Nisso estamos em sintonia com Israel Rojas e, se for assim, algo não está certo. Israel Rojas teria preferido que Sandro permanecesse escondido, que não evidenciasse mais uma vez o governo que defende. Sinceramente, o que estamos esperando? Que o filho do Primeiro-Ministro Manuel Marrero não compartilhasse no Instagram as fotos que tira quando viaja em jato particular? Qual é a diferença entre ver e não ver? Não sabemos, mesmo sem ver? É necessário um vídeo de Sandro para que saibamos da maior brecha de desigualdade em Cuba, que ao longo de sessenta anos se divide entre a desigualdade que existe entre a Família Castro (e seus cúmplices) e o restante?
A terceira geração de Castro (retire Castro e inclua também todos os sobrenomes que, ao longo dos anos, se beneficiaram do poder em Cuba) está fazendo justiça a seus antepassados. A terceira geração de Castro tem redes sociais, e isso é uma mudança significativa. Não é que antes não soubéssemos que seus pais ou seus tios iam em iates privados para ilhas gregas. A terceira geração de Castro é mais coerente, se parece mais conosco, embora pareça o contrário. A terceira geração de Castro entra em um carro, se filma e depois publica nas suas histórias do Instagram, assim como nós fazemos.

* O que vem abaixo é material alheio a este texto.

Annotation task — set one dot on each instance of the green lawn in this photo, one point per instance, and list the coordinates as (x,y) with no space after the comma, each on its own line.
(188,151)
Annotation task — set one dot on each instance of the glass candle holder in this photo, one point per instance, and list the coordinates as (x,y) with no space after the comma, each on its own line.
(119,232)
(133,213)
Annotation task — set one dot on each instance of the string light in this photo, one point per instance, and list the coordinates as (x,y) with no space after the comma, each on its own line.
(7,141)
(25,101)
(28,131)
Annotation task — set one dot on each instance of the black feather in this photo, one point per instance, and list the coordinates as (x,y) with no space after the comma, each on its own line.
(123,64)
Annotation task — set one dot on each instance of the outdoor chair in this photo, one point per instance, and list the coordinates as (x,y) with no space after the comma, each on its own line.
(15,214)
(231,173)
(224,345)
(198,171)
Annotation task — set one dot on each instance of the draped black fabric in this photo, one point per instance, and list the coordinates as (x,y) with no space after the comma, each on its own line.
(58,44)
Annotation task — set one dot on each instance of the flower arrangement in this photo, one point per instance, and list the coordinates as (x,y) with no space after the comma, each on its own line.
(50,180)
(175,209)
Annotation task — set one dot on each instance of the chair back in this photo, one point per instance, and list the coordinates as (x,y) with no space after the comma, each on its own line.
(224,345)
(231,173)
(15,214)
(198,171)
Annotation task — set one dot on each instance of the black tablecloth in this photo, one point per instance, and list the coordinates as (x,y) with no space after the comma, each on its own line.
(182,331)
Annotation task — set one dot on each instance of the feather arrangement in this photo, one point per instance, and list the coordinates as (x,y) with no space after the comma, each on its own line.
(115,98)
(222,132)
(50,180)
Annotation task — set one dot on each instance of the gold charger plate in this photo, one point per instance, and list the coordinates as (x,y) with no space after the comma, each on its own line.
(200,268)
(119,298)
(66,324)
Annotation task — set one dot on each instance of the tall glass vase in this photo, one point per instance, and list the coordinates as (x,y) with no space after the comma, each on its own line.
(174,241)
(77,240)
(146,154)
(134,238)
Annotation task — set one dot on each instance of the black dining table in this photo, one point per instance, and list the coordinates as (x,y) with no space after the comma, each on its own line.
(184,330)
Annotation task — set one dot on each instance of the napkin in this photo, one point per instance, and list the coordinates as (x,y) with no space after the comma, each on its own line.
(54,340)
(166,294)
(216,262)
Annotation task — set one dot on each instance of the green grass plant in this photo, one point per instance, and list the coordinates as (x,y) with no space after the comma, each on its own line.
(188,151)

E isso é sintomático.
Os netos de Castro são sua cruz. Eles se parecem mais conosco do que com seus avós. Não entendemos uma verdade com o vídeo de Sandro Castro, mas sim que Sandro vem nos lembrar dessa verdade para que nunca a esqueçamos.
Então me custa entender a surpresa. Me custa entender a surpresa diante da canção de Raúl Torres. Já a esperávamos, já a sabíamos de cor. Me custa entender a surpresa quando recentemente o Classificador Nacional de Atividades Econômicas em Cuba anunciou que o jornalismo está entre as atividades proibidas para o setor privado em Cuba. Quando não foi assim? Quando não foi? Quando não soubemos que o jornalismo era ilegal e que Sandro Castro tinha seu Mercedes Benz?
O único espanto que eu entendo é o espanto diante dos gritos dos filhos de Anyell Valdés, diante dos gritos desesperados da ex-fiscal Yeilis Torres Cruz, diante do choro angustiado de Javier Larrea pela morte por envenenamento de seu cachorro. E a isso soma-se a longa lista de prisioneiros injustamente, de convocações, de interrogatórios, de injustiças, e o impacto que isso deixa em quem sofre. Daí em diante, os Castros, Sandro, o poder, não deveriam surpreender. Eu pediria que não se desgastassem, que se administrassem. Mas, no final das contas, quem sou eu para pedir algo a vocês?